The bridge as a restorative option prevents teeth from moving due to tooth loss. In addition, it restores appearance and function, and supports neighbouring tissues.
We recommend to restore the edentulous space with an implant supported restoration if the adjacent teeth are in perfect condition and position with no fillings, fractures, rotations, or decay.
A dental bridge is often the preferred treatment option for an edentulous space if the teeth on either side are heavily restored or damaged and in need for a crown.

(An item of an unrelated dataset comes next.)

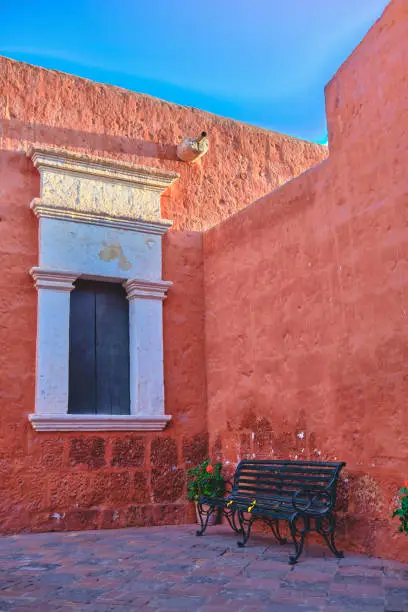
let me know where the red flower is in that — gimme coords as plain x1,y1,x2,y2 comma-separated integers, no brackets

After your dentist has shaped the existing teeth, he will take an either analogue or digital impression of your teeth. Our team will then sent this impression to our own state-of-the-art dental laboratory where highly skilled and trained technicians will professionally fabricate the restoration. Our Dental laboratory is located next to our practice and uses the latest CAD/CAM technology and advanced techniques to construct the dental restorations.
Types of Dental Bridges
Similar to dental crowns, dental bridges can consist of All-Ceramic or Metal-Ceramic material.

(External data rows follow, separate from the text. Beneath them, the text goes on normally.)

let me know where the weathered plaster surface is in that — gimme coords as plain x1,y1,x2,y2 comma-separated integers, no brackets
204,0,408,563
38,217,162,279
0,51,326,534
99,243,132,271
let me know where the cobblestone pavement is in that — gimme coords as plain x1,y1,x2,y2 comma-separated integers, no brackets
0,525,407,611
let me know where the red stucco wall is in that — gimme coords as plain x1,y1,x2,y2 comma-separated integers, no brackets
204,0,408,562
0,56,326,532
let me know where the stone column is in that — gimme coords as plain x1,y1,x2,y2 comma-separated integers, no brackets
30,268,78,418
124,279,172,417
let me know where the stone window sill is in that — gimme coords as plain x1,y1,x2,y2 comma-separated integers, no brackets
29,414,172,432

Metal-ceramic bridges, or also PFM (porcelain fused to metal) bridges, have a metal sub-structure for reinforcement. The overlaying porcelain is fused over the metal. These are the most traditional and well-studied fixed restorations. Moreover, they offer high aesthetics with superior longevity.
This type of bridge consists entirely out of porcelain (ceramic). Instead of metal it has a type of high-strength ceramic material, usually Zirconia, as a sub-structure. These bridges offer superior aesthetics and under circumstances offer longevity comparable to the PFM crowns.